In June 2006, Banco Santander purchased almost 20% of Sovereign Bank for $2.4 billion. As Banco Santander owned 25% of Sovereign, it had the right to buy the bank for $40 per share for one year beginning in the middle of 2008. On 1 June 2006, Sovereign Bank purchased Independence Community Bank Corp. of Brooklyn, New York, for $3.6 billion in cash. Sovereign completed the transition process of Independence and S.I. Bank & Trust customers on 9 September 2006. Sovereign financed this merger through its partial sale to Spain's Banco Santander Central Hispano.

On 13 October 2008, Banco Santander purchased the remainder of Sovereign for $1.9 billion. Sovereign Bank was severely affected by losses related to auto loans and stock in Fannie Mae and Freddie Mac. Banco Santander had previously seen a loss of over $1 billion on its investment in Sovereign, when the latter's share price tumbled after being downgraded by Moody's in September 2008. On 30 January 2009, Banco Santander completed its acquisition of Sovereign Bank, for about $2.51 per share.

In August 2011, the bank announced its plans to formally relocate its U.S. headquarters from Wyomissing, Pennsylvania, to Boston, where its top executives had already been located for several years.
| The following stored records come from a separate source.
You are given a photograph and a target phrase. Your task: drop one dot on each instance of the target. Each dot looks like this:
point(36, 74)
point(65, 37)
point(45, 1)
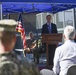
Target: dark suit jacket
point(45, 28)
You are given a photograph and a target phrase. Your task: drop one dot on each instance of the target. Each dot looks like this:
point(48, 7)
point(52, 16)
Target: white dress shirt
point(65, 56)
point(49, 27)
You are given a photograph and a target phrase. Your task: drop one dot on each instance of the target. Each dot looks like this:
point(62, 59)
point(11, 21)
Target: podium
point(51, 41)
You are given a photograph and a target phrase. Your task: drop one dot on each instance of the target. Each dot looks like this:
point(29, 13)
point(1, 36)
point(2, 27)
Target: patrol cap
point(8, 25)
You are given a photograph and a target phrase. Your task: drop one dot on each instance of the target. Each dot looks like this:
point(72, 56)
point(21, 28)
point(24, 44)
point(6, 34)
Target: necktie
point(49, 28)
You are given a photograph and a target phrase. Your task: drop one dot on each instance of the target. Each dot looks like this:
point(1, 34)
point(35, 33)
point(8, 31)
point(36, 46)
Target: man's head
point(48, 18)
point(7, 34)
point(69, 33)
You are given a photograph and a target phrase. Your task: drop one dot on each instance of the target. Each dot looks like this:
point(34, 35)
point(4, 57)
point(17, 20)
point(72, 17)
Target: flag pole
point(22, 31)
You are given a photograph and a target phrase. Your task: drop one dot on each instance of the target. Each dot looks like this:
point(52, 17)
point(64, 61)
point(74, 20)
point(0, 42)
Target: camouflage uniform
point(10, 65)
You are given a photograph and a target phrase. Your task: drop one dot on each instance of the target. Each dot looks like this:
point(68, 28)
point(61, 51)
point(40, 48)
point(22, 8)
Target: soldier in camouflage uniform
point(9, 63)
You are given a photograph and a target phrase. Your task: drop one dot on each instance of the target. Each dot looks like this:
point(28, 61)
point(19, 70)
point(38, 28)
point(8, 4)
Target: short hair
point(69, 32)
point(48, 15)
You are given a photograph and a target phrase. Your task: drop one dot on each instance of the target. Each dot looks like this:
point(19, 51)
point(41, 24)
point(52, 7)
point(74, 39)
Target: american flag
point(20, 29)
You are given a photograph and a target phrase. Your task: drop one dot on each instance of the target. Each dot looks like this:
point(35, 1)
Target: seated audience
point(65, 55)
point(9, 63)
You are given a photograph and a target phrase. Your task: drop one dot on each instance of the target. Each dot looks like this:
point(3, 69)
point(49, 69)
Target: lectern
point(51, 41)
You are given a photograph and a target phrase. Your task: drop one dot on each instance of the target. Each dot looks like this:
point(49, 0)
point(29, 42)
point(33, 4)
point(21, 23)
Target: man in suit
point(49, 27)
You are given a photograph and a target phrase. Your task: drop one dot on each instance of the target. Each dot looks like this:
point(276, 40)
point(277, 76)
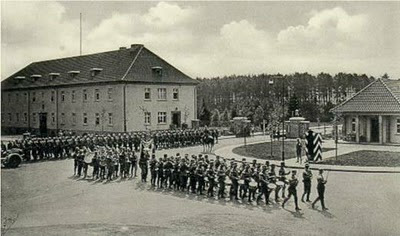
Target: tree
point(215, 118)
point(258, 116)
point(293, 104)
point(225, 118)
point(205, 114)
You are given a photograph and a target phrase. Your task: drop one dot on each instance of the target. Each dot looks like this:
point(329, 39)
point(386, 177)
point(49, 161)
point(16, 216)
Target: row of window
point(161, 95)
point(85, 120)
point(161, 118)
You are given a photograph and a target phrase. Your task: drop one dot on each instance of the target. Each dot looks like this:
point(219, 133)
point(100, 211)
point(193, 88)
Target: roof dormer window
point(157, 70)
point(73, 73)
point(19, 78)
point(53, 75)
point(35, 77)
point(95, 71)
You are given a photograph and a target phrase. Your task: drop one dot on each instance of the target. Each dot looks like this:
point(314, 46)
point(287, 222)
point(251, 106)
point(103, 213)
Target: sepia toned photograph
point(192, 118)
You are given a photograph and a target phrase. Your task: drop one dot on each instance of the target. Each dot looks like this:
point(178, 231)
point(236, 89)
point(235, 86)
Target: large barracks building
point(125, 90)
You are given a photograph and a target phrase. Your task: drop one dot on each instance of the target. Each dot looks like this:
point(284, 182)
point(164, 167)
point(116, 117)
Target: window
point(110, 119)
point(353, 125)
point(73, 95)
point(84, 118)
point(73, 115)
point(97, 94)
point(63, 118)
point(175, 94)
point(147, 118)
point(84, 95)
point(398, 125)
point(147, 94)
point(162, 117)
point(97, 120)
point(109, 93)
point(162, 94)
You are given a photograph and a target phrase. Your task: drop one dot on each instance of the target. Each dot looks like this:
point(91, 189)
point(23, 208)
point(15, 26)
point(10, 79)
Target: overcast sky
point(206, 39)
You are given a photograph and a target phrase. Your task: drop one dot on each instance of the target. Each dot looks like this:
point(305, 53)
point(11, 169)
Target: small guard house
point(373, 114)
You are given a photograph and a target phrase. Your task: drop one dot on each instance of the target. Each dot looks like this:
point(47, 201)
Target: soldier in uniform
point(307, 176)
point(321, 190)
point(263, 177)
point(234, 176)
point(160, 173)
point(292, 190)
point(153, 170)
point(211, 180)
point(221, 182)
point(200, 179)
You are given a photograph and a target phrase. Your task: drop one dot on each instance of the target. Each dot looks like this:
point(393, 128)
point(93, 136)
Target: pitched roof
point(134, 64)
point(379, 96)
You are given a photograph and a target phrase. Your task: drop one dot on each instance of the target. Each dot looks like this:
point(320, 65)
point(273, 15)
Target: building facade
point(373, 114)
point(129, 89)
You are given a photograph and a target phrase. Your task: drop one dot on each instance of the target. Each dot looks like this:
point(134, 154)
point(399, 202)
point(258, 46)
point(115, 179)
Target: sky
point(208, 39)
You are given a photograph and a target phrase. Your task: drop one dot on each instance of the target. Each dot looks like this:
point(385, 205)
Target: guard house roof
point(381, 96)
point(132, 65)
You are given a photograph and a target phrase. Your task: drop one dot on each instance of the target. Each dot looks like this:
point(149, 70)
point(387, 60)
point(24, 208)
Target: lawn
point(263, 150)
point(366, 158)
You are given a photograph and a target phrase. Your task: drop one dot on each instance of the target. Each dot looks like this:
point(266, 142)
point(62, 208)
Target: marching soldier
point(307, 176)
point(321, 190)
point(292, 190)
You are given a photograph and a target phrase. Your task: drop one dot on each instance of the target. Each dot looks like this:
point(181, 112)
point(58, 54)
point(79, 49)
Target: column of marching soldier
point(201, 175)
point(60, 147)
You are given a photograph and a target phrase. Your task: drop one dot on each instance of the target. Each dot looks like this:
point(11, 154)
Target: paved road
point(45, 199)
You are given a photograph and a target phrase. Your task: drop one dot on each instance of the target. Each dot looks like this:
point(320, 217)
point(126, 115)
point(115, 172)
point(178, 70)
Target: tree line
point(268, 97)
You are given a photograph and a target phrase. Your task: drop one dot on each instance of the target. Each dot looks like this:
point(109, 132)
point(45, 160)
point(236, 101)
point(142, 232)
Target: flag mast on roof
point(80, 34)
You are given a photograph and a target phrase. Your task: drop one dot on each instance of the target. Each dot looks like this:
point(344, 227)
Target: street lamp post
point(283, 120)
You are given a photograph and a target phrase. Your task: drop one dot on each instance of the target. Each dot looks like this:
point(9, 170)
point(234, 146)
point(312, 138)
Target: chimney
point(136, 45)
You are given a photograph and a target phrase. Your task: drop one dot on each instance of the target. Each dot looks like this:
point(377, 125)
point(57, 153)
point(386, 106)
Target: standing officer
point(292, 190)
point(221, 182)
point(153, 170)
point(307, 176)
point(321, 190)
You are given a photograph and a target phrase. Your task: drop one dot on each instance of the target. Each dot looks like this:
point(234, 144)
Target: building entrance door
point(43, 124)
point(374, 129)
point(176, 119)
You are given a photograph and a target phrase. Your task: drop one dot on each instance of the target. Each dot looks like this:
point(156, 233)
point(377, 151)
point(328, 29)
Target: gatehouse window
point(398, 125)
point(162, 117)
point(97, 94)
point(73, 118)
point(63, 118)
point(162, 94)
point(353, 125)
point(110, 119)
point(84, 118)
point(175, 94)
point(97, 120)
point(147, 94)
point(147, 118)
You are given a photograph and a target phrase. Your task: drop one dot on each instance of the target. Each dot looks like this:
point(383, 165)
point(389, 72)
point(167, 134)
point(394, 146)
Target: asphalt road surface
point(46, 199)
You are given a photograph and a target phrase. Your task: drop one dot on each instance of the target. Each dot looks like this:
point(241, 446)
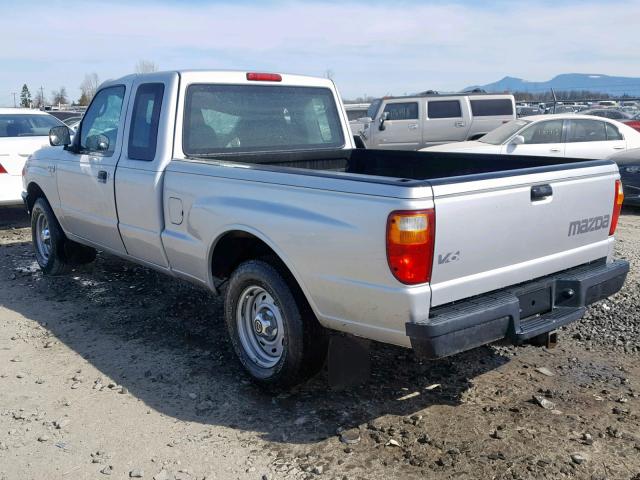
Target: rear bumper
point(517, 313)
point(631, 191)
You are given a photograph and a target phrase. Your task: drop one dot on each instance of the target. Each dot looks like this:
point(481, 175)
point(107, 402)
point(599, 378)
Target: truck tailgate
point(496, 232)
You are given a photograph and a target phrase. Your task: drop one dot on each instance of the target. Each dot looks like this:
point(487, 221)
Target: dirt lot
point(116, 370)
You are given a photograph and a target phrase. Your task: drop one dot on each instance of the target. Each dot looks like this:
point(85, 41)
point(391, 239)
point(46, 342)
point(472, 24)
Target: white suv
point(411, 123)
point(22, 132)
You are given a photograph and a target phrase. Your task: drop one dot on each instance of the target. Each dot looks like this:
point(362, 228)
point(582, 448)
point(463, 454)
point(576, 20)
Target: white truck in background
point(419, 121)
point(248, 184)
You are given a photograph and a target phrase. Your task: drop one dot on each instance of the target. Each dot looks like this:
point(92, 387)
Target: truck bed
point(408, 168)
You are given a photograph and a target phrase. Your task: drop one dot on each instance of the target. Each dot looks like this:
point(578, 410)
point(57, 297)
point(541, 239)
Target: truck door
point(139, 178)
point(86, 177)
point(444, 121)
point(401, 128)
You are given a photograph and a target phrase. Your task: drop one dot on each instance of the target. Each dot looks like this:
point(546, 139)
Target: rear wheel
point(272, 328)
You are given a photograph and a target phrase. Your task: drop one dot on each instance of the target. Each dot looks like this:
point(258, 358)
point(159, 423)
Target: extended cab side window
point(143, 134)
point(444, 109)
point(549, 131)
point(401, 111)
point(586, 131)
point(101, 121)
point(492, 107)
In late September 2011, the bank announced that it would officially change its name to "Santander" as part of its parent company's goal to create a global brand. The rebranding was completed on 17 October 2013.
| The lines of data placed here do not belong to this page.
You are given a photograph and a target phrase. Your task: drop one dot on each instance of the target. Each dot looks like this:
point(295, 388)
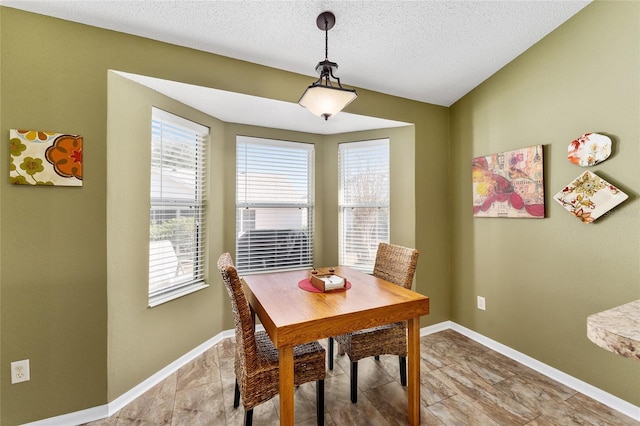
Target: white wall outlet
point(20, 371)
point(481, 304)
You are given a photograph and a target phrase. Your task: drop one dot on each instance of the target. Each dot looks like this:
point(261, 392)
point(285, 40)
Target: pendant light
point(324, 98)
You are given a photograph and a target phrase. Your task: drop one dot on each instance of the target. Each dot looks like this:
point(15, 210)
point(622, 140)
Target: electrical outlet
point(20, 371)
point(481, 304)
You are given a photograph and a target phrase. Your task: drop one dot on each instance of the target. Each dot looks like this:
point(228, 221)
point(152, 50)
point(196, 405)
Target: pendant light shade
point(325, 98)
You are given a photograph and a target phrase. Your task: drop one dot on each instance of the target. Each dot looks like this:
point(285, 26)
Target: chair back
point(246, 348)
point(396, 264)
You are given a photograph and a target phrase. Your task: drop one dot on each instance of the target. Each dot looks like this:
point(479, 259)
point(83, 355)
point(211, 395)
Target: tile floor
point(462, 383)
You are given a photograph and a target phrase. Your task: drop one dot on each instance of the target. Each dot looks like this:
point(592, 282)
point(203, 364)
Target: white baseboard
point(103, 411)
point(591, 391)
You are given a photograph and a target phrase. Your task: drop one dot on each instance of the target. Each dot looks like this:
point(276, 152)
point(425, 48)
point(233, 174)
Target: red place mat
point(306, 285)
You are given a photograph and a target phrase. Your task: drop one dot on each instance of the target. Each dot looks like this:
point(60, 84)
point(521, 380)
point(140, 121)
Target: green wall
point(73, 297)
point(542, 278)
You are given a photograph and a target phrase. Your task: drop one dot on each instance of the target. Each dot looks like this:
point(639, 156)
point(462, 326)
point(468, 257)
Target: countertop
point(617, 329)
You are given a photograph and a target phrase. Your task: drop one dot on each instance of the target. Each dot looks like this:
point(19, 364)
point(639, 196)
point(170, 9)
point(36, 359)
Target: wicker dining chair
point(395, 264)
point(256, 359)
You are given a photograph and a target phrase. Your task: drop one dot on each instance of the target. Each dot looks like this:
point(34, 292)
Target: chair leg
point(354, 382)
point(330, 353)
point(236, 395)
point(320, 402)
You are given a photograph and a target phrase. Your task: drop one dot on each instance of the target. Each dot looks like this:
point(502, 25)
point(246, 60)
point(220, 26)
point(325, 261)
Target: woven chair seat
point(256, 359)
point(395, 264)
point(388, 339)
point(262, 384)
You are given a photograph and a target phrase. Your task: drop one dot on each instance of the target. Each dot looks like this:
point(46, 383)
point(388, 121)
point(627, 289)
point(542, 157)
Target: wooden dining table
point(292, 315)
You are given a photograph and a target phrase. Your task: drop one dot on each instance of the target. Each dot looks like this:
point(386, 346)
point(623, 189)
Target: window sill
point(169, 296)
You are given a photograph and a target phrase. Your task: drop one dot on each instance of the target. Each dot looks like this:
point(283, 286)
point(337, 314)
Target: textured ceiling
point(430, 51)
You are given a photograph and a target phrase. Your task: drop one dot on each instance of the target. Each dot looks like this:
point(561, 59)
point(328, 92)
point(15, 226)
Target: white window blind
point(274, 204)
point(363, 169)
point(178, 204)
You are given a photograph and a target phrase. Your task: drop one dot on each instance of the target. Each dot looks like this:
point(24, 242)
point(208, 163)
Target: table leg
point(413, 360)
point(285, 359)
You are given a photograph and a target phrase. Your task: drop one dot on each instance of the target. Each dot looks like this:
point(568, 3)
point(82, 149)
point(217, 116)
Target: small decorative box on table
point(328, 282)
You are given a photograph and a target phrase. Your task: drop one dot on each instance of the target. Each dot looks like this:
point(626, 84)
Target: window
point(363, 169)
point(274, 204)
point(178, 204)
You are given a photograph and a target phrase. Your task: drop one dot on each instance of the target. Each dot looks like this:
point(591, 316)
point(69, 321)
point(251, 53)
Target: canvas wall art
point(509, 184)
point(45, 158)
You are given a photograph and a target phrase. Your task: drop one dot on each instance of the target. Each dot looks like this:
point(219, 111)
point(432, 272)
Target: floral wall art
point(589, 196)
point(45, 158)
point(509, 184)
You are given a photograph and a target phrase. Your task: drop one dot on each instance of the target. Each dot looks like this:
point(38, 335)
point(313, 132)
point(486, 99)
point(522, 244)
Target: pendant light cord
point(326, 39)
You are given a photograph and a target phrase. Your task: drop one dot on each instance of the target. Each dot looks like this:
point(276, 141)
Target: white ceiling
point(430, 51)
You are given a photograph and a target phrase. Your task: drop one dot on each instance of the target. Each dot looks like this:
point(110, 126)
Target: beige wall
point(542, 278)
point(73, 295)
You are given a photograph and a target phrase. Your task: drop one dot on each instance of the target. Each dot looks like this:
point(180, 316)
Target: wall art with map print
point(509, 184)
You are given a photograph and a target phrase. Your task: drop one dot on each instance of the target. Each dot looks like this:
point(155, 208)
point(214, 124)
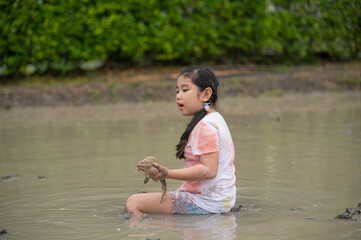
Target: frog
point(146, 166)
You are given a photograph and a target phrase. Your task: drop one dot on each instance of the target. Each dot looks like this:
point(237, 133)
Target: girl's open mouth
point(180, 106)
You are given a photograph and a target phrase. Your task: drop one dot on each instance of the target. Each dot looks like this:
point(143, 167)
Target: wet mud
point(351, 214)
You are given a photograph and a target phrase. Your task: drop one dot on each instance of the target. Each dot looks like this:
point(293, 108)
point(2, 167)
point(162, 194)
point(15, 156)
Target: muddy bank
point(157, 85)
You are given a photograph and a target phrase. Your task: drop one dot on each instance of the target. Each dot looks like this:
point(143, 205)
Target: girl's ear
point(206, 94)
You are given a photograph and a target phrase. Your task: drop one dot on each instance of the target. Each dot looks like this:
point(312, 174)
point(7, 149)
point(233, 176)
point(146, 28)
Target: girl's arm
point(207, 169)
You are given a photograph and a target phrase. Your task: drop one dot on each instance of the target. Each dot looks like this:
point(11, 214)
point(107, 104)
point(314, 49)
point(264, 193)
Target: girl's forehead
point(184, 81)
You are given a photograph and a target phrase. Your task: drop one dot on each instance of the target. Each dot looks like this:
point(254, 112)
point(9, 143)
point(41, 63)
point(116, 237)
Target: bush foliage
point(61, 35)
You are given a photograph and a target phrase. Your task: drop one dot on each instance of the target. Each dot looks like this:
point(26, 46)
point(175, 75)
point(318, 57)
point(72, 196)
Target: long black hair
point(203, 78)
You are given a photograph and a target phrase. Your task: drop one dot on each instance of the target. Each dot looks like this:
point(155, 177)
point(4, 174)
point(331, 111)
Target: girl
point(207, 149)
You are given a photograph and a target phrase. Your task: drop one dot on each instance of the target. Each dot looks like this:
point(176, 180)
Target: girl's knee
point(132, 204)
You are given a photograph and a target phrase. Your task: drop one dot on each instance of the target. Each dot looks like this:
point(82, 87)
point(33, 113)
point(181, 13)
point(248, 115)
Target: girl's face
point(189, 98)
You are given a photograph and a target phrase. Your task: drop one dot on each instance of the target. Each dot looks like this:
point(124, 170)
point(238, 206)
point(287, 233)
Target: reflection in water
point(215, 226)
point(291, 153)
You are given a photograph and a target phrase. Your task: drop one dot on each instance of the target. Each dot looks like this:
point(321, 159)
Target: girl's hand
point(163, 172)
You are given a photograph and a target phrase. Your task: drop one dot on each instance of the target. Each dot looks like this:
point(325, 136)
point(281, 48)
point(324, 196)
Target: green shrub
point(61, 35)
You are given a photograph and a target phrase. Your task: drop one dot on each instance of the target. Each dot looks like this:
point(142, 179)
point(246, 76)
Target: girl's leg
point(149, 203)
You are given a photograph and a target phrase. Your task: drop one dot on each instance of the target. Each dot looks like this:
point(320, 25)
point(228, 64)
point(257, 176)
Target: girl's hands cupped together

In March 2015, Scott Powell was appointed head of U.S. business at Santander, and CEO of Santander Holdings USA, replacing Roman Blanco. Powell left his role as CEO in December 2019. He was replaced by Timothy Wennes.

In May 2024, Santander Bank notified its customers of unauthorized access to Snowflake, a third-party database system. Santander's statement stated that hackers successfully accessed data of 30 million customers of Santander Chile, Spain and Uruguay, as well as all current and some former Santander employees.
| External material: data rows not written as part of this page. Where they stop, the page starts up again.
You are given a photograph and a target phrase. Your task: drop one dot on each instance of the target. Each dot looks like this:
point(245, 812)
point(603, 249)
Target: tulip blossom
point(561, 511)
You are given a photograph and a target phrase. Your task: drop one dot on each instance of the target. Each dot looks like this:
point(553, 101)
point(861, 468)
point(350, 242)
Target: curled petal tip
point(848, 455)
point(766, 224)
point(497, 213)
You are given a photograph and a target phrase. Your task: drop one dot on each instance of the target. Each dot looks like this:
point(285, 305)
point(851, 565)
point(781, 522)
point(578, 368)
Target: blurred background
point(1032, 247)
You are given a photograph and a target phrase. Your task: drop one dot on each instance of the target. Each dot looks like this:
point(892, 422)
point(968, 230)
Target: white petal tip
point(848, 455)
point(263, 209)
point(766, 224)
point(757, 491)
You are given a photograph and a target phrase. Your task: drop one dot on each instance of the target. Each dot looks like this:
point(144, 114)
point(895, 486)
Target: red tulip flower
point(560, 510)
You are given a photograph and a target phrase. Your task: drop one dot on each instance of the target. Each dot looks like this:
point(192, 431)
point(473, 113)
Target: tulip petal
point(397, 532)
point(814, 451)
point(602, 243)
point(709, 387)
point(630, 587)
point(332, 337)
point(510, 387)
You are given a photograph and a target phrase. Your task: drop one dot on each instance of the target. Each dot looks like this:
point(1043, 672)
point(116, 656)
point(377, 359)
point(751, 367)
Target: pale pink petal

In February 2025, Christiana Riley was announced to be succeeding Tim Wennes as CEO of Santander US. This action comes as part of a broader restructuration of the bank, which includes eliminating regional divisions and shifting to five global units. Riley, who had joined Santander in 2023, will now be leading the U.S. operations as the bank expands in areas like corporate banking and digital banking. The restructuring will also see changes in other markets, including a new CEO for Banco Santander Chile.

In August 2026, Santander announced the acquisition of Webster Bank.